Freshways and Medina Dairy confirm merger talks

Independent dairies Freshways and Medina have confirmed they are discussing a merger.

A joint statement issued on Tuesday (23 February) said the two privately owned companies were examining whether a potential merger will create the basis for a viable, long-term fresh liquid milk business.

This follows months of speculation, with the merger concept repeatedly dismissed in terms that the two middle ground processors were simply working more closely on processing arrangements.

If the negotiations are successful any merger would be notified to the Competition and Markets Authority, said the companies.

Just days before the merger talks announcement, a charge was lodged by Medina Dairy at Companies House, giving Freshways security over property and land owned by Medina and associated companies at Southall, Worthing, Windsor and Luton.

Freshways is the trading name of Nijjar Dairies Limited. The three chargees named in the security document are Nijjar Dairies Limited, the Trustees of the Nijjar Dairies Retirement Benefit Scheme and an associated company, RSN Property Limited.
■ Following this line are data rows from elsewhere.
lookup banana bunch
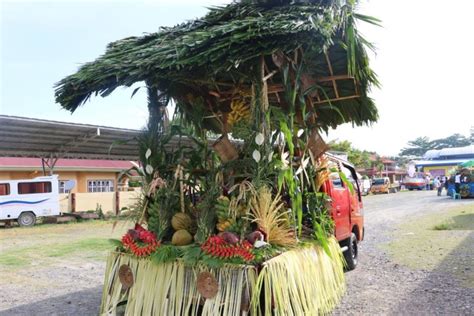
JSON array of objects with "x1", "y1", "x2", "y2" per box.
[
  {"x1": 227, "y1": 99, "x2": 251, "y2": 126},
  {"x1": 215, "y1": 195, "x2": 235, "y2": 232}
]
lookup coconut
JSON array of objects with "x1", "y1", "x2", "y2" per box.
[
  {"x1": 171, "y1": 212, "x2": 193, "y2": 230},
  {"x1": 218, "y1": 232, "x2": 239, "y2": 245},
  {"x1": 171, "y1": 229, "x2": 193, "y2": 246}
]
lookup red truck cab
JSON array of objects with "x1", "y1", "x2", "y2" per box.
[{"x1": 322, "y1": 154, "x2": 364, "y2": 270}]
Referring to the charge, the statement said that an entity linked to Freshways had taken security to protect arrangements with the Medina Group, and that the terms of those arrangements did not give Freshways any control over the day-to-day operations of Medina. It also stated that the Medina Group remained wholly independent.

Both companies were badly hit by the initial pandemic lockdown last spring, as they mainly supplied to hotels, pubs, restaurants, coffee shops and other food service customers, either directly or through wholesalers.

The impact on farmer suppliers was devastating and included large price cuts, delayed payments and dumping of milk. Since then, contract disputes have arisen between the processors and their milk producers.

The fresh liquid milk market had, for a number of years, been a highly challenging one, said the joint statement.

“A market characterised by the dominance of two major national players, low margins and declining sales volumes. In response, businesses large and small have sought to consolidate, rationalise and cut costs, but despite this a number have proved to be unsustainable.”

Bali Nijjar, managing director of the Freshways group of companies, said: “We are very excited about the possibility of entering into a partnership with the Medina Group, as we believe that the two companies have complementary structures and cultures, which will mean we are able to compete even more effectively with the two large players which dominate the dairy sector in the UK.”

Medina Dairy chief executive Sheazad Hussain said the company was looking forward to working with the directors of the Freshways business to explore the possibilities of a merger.

“In doing so, our joint objective will be to create a business that is leaner, more agile and fit for purpose. One that will benefit customers, consumers and suppliers, and will ultimately be well placed to grow and develop in a sustainable manner for the long term.”